First thing to check is what Processes are running in the Task Manager. To check this:

  • Right click the Taskbar and select Task Manager.
  • In the new window select the Processes tab.
  • Click the option at the bottom to “Show processes from all users”.
  • Click the CPU column to list processes in CPU Usage order. This will display the processes that are taking maximum cput time and continuously using cpu time.

Check if there is any process with the name ‘spool’ or ‘spooler’. If present kill it.

Reason : When a page/selection is sent for printing on a browser and due to some reason if the printer is not connected or having connection issues, we generally try to execute the print command more than once. This print process/spool may not go away even after a reboot. It does not show in the system tray. Every time the computer is rebooted, this spool is picked up again causing the flickering.

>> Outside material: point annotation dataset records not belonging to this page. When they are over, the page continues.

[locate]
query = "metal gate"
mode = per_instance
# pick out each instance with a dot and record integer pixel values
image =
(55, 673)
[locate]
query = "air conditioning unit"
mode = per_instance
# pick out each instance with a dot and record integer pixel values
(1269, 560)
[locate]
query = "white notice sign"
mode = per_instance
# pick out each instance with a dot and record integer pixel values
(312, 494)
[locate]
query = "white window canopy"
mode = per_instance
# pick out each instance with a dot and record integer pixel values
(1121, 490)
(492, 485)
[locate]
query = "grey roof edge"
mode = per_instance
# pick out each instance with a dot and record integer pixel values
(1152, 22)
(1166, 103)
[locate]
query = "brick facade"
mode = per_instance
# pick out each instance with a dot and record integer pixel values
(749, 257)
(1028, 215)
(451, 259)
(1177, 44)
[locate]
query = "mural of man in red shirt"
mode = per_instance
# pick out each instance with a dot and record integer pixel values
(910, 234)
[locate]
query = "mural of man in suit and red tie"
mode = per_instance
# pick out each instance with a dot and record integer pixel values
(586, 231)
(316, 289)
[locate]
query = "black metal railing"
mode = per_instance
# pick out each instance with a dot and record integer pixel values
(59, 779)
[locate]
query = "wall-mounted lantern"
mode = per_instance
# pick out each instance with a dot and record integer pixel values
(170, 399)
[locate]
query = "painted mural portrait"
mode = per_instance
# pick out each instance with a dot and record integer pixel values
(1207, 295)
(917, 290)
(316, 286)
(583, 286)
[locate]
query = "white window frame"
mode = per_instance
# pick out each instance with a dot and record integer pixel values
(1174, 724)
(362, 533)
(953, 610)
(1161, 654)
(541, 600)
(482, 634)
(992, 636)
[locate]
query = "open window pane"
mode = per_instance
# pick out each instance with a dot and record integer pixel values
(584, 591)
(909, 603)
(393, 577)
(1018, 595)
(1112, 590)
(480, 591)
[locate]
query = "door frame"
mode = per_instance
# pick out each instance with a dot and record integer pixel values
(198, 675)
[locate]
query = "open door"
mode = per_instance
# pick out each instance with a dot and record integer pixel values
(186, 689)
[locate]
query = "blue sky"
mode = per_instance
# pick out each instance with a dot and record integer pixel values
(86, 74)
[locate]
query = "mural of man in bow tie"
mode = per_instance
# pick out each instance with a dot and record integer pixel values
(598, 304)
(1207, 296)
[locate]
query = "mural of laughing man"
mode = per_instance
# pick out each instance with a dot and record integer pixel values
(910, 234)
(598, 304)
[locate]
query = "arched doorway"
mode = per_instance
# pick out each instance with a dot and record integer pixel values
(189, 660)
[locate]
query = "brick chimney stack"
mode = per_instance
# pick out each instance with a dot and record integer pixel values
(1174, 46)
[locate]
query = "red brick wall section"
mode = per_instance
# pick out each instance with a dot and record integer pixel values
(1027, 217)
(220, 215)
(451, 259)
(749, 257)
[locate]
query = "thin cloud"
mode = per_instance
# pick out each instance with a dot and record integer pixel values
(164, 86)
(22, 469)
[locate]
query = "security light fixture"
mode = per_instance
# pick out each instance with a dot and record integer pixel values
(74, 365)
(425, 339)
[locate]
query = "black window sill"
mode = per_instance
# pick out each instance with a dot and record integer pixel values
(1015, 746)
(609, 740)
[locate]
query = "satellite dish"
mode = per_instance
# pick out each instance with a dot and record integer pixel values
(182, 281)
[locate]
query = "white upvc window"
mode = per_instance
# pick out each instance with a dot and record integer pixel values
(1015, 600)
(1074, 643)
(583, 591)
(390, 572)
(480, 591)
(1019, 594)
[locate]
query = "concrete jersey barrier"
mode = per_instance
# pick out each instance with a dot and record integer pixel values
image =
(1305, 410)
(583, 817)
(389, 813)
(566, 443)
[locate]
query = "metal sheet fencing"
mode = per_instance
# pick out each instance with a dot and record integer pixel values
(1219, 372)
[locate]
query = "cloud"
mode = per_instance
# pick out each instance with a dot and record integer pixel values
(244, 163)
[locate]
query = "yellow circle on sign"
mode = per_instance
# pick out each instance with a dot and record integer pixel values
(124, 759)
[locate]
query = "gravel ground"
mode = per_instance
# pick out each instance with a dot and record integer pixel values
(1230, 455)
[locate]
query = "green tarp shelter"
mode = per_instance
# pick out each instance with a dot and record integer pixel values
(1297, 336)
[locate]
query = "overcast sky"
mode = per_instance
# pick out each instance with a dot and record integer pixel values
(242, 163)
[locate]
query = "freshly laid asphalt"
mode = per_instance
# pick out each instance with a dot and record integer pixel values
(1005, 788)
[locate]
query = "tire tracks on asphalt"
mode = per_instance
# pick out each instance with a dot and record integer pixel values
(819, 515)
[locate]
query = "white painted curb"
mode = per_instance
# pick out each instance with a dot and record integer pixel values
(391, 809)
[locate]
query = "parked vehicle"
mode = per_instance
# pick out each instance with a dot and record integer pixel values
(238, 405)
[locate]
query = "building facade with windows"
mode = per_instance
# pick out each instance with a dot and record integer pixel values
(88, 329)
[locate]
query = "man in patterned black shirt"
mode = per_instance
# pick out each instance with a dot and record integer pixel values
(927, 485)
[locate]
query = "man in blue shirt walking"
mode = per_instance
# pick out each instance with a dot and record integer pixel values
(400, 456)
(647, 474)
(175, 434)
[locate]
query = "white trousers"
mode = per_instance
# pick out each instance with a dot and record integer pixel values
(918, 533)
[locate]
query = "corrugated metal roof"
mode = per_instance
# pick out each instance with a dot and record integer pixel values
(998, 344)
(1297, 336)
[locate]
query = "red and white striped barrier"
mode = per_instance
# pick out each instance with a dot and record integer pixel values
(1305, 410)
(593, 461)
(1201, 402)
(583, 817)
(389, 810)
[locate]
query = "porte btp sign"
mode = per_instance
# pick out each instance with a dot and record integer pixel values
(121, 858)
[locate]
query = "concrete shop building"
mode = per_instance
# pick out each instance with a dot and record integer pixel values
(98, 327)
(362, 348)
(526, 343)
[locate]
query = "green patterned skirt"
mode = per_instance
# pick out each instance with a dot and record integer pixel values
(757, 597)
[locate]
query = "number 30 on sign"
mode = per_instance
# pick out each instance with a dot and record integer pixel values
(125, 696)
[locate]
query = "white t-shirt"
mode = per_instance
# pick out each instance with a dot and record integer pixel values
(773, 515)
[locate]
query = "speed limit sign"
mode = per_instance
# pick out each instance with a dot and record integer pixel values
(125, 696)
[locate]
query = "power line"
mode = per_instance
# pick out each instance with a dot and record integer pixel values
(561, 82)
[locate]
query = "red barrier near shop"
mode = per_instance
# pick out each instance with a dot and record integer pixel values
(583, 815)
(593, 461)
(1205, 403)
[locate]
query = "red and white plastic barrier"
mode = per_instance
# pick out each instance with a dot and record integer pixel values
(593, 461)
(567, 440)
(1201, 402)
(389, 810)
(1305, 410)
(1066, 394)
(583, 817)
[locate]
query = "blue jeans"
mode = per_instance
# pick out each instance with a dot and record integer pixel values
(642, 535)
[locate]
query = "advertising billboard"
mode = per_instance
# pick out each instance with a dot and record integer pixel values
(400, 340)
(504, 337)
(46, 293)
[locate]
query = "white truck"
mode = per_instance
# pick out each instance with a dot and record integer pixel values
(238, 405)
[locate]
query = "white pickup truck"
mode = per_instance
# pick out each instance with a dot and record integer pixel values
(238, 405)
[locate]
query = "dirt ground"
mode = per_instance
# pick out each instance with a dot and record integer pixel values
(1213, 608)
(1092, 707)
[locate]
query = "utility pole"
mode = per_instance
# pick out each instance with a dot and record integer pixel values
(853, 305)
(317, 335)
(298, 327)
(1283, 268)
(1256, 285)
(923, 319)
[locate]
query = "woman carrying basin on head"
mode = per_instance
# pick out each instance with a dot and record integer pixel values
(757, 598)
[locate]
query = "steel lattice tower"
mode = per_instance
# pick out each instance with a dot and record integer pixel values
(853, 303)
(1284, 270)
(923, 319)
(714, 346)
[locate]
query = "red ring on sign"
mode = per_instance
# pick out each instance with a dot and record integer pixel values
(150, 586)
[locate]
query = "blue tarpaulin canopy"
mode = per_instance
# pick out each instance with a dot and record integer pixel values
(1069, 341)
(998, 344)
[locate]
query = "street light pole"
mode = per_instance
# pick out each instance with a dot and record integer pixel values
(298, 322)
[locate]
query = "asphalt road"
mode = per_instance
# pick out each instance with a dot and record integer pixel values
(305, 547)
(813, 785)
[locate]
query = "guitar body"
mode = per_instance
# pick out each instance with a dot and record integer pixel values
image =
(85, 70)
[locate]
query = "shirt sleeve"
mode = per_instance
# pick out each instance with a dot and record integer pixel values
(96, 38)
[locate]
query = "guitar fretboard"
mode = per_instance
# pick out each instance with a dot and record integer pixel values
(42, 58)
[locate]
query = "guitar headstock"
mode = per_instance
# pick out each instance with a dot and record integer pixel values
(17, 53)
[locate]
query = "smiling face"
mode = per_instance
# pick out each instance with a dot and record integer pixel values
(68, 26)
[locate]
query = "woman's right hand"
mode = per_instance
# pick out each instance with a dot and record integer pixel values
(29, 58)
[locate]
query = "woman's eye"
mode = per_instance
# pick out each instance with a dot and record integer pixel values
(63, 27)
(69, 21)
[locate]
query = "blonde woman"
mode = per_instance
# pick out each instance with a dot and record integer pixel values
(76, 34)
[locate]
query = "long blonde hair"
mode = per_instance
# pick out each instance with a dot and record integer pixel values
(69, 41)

In some cases this cursor flashing busy issue occurs after the installation of antivirus. If this is the case then disable the antivirus and then check if the issue is resolved.

If not then check which process is taking the maximum CPU time. If you see some process taking maximum time, then disable that service and stop it from starting when you reboot the machine [this can be done by changing the “Startup type:” to Disabled].Check if the problem is resolved.

If not then you need to enable that service and then try the same process with the next process that is taking the maximum time.